David Pritchard – Vertical Eden – Molecular Music

by | Oct 6, 2010 | Jazz CD Reviews | 0 comments

David Pritchard – Vertical Eden – Molecular Music MM10016, 56:38 *****:

(David Pritchard – acoustic steel string guitar, classical guitar, synthesizer; Kevin Tiernan – acoustic steel string guitar; Ken Rosser – acoustic steel string guitar; Harry Scorzo – violin; Erik Kertes – electric and acoustic bass; Christopher Garcia – percussion.)

David Pritchard has chartered a different course. Reversing a common trend, he has migrated from the jazz world to a more classical genre. As a teenager, he joined the Gary Burton Quartet, receiving acclaim. He would return to Los Angeles and form Contraband, a jazz rock fusion band, releasing Time And Space to critical praise. His reputation as a jazz artist persisted with his two albums at Inner City Records, Lightyear and City Dreams (featuring Freddie Hubbard and Patrice Rushen).

Subsequently, Pritchard would make the groundbreaking transition to classical interpretation. After forming Molecular Music Company, his first release, Air Patterns confirmed an artistic vision. Consisting solely of acoustic guitar, an inventive trend was launched. After writing a book on Contemporary Guitar, he would receive an Arts Fellowship from the City of Pasadena, and a Special Award from the American Society of Composers, Authors and Publishers.

Described as a further exploration for acoustic guitars, Vertical Eden is a complex lyrical album.

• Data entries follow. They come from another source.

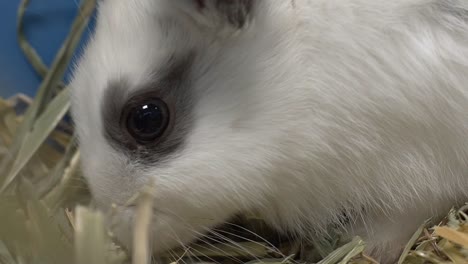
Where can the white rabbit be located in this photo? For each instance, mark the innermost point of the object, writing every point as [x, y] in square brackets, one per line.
[300, 111]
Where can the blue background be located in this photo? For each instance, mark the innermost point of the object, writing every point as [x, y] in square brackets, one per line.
[47, 23]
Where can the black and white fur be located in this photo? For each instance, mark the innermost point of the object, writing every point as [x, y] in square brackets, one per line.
[297, 110]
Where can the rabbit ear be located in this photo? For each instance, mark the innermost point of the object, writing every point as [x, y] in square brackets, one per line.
[213, 13]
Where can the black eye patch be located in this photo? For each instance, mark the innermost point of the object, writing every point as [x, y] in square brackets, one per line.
[151, 123]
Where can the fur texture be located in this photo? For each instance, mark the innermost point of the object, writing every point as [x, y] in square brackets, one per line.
[302, 110]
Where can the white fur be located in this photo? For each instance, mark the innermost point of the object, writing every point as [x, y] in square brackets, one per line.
[315, 108]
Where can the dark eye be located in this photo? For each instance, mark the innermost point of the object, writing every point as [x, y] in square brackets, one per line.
[146, 120]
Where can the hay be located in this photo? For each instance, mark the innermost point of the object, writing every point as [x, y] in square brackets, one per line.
[47, 216]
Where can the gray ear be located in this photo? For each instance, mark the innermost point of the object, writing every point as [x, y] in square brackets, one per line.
[234, 12]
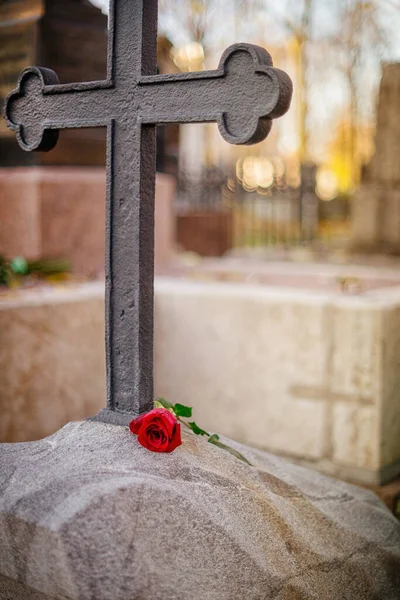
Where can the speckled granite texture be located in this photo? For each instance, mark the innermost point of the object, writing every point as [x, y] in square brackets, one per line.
[88, 514]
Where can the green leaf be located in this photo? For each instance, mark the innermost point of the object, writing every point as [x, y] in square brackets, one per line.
[214, 439]
[163, 403]
[182, 411]
[197, 430]
[19, 265]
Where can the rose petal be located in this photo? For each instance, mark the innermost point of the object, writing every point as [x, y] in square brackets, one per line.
[176, 439]
[161, 415]
[146, 441]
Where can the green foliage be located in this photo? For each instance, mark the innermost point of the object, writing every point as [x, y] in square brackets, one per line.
[163, 403]
[182, 411]
[197, 430]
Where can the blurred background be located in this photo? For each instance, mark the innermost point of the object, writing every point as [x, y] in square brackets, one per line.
[303, 227]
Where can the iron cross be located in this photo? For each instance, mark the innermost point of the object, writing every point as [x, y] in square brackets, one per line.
[242, 95]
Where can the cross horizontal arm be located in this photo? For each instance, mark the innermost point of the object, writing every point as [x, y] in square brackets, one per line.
[243, 95]
[38, 107]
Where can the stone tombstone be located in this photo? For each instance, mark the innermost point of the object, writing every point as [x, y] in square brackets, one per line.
[88, 513]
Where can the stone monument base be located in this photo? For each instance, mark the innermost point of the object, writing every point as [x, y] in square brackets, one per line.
[88, 513]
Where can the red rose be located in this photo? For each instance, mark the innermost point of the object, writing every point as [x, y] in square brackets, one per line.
[157, 430]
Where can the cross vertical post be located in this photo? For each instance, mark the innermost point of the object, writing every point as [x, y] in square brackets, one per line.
[243, 95]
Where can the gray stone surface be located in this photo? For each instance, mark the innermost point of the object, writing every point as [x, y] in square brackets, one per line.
[89, 514]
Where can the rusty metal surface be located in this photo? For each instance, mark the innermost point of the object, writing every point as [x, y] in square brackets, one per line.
[243, 96]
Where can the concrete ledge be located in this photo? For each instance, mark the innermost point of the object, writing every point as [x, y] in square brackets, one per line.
[311, 376]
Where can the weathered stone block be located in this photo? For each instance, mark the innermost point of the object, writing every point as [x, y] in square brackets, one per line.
[51, 359]
[312, 375]
[81, 518]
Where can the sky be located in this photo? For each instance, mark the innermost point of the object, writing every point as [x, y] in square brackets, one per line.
[329, 96]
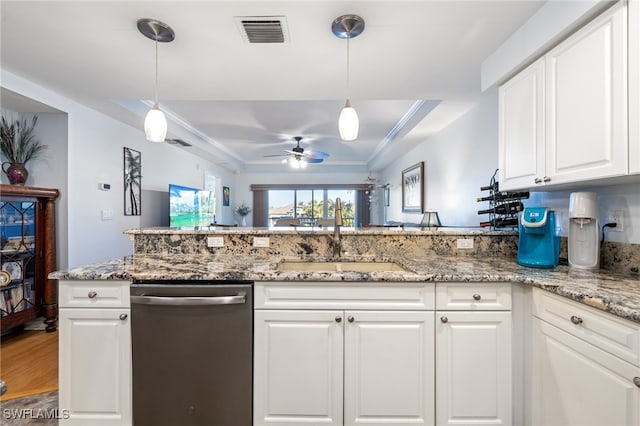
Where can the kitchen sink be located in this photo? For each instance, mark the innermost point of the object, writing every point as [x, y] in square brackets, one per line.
[340, 267]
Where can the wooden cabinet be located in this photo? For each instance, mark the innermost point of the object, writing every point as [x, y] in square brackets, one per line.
[578, 379]
[95, 353]
[521, 134]
[473, 354]
[343, 366]
[585, 110]
[27, 255]
[634, 86]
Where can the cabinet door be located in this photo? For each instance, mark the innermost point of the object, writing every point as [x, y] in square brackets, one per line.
[574, 383]
[586, 102]
[389, 364]
[95, 367]
[634, 86]
[473, 368]
[298, 369]
[521, 135]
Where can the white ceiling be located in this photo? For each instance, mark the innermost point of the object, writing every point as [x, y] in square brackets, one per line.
[414, 69]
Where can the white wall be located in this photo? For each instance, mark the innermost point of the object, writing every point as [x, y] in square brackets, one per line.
[458, 161]
[244, 180]
[94, 154]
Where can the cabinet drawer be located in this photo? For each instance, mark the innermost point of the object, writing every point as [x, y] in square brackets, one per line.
[399, 296]
[83, 294]
[611, 334]
[473, 296]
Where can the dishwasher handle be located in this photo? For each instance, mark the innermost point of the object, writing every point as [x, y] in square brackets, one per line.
[189, 300]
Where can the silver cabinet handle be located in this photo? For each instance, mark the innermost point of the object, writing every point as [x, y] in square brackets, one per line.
[189, 301]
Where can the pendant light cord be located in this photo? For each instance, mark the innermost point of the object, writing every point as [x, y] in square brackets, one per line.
[348, 68]
[156, 88]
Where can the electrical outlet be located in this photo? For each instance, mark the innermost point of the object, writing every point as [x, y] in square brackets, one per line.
[261, 241]
[464, 243]
[215, 241]
[617, 217]
[106, 214]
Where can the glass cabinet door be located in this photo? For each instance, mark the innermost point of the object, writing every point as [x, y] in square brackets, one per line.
[17, 255]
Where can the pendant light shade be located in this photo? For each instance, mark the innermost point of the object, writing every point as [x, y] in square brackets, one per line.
[348, 27]
[155, 123]
[348, 123]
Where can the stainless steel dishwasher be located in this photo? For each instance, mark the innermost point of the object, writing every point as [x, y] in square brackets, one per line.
[192, 348]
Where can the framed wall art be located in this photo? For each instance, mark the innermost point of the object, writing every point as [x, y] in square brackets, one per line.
[132, 182]
[226, 193]
[413, 188]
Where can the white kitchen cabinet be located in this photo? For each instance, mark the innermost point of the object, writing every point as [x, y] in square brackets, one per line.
[634, 86]
[585, 110]
[576, 380]
[339, 365]
[473, 355]
[388, 377]
[521, 135]
[94, 354]
[298, 377]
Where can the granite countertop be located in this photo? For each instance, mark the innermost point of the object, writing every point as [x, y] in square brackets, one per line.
[614, 293]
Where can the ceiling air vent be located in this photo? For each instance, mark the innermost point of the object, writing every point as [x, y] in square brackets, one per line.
[178, 142]
[263, 29]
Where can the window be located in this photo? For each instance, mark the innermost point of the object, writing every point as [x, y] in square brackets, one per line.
[309, 205]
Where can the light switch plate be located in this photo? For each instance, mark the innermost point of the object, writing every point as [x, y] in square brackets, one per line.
[106, 214]
[464, 243]
[215, 241]
[261, 241]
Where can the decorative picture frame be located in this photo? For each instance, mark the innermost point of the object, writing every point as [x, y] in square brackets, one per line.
[413, 189]
[132, 182]
[226, 195]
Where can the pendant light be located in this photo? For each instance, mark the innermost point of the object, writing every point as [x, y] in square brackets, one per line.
[348, 27]
[155, 123]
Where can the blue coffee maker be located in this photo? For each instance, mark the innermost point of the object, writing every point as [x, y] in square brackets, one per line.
[538, 242]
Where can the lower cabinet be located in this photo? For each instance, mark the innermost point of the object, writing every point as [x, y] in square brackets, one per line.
[343, 367]
[473, 368]
[94, 355]
[348, 355]
[576, 379]
[473, 354]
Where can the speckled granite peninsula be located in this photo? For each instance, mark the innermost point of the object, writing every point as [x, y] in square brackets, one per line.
[164, 254]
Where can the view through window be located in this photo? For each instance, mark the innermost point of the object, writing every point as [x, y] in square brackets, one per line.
[309, 205]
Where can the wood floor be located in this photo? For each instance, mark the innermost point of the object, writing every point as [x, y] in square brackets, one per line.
[29, 363]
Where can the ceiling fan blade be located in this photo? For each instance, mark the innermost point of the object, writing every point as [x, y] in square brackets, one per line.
[314, 160]
[316, 154]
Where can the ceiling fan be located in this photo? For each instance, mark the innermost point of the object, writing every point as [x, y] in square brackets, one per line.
[299, 157]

The nine songs are arranged to reflect the specific aggregation of instruments.  The opening piece is an elegiac, flowing coalescence of five acoustic guitars, all overdubbed by Pritchard. The melody is sustained in hypnotic fluidity, with bass, lead and rhythm in unison. The second acoustic guitar (four guitars) track, “Ark Sakura”, inspired by the Japanese cautionary novel, builds to a crescendo laden peak in a decidedly eastern flavored theme. “Clockwork 3” is a delicate nuanced solo effort that highlights a unique dexterity.

As the ensemble is merged into the compositions, the intricacy of the music is revealed. “Garden Of Time”, features Pritchard and Kevin Tiernan on guitar, and urgent, rythmic violin runs by Harry Scorzo. The result is a very modern chamber piece, precise and accessible. “Winged Footprints”, in a similar configuration (albeit with four guitars and two violins), maintains a simple ruminating premise with a haunting violin lead.  Pritchard has reworked “Bright Depths Revisited” from its jazzy roots (recorded at Inner City Records) to an interpretive folk excursion with several tempo changes and bass accompaniment. Restrained percussion opens “Cathedrals In The Rain” framing the steady guitar in constant tempo. The use of a synthesizer and four guitars significantly expand the aural richness of this opus.

The sound mix of this CD is pristine. The multi-faceted instrumentation is presented with clarity and cohesion. Never overindulgent, the recurrent sonic narratives retain their authenticity. Vertical Eden is transformative.      

TrackList: Vertical Eden; Garden Of Time; Ark Sakura; Cathedrals In The Rain; Bright Depths Revisited; Clockwork 3; The Absence Of Presence; Deliver Us; Winged Footprints.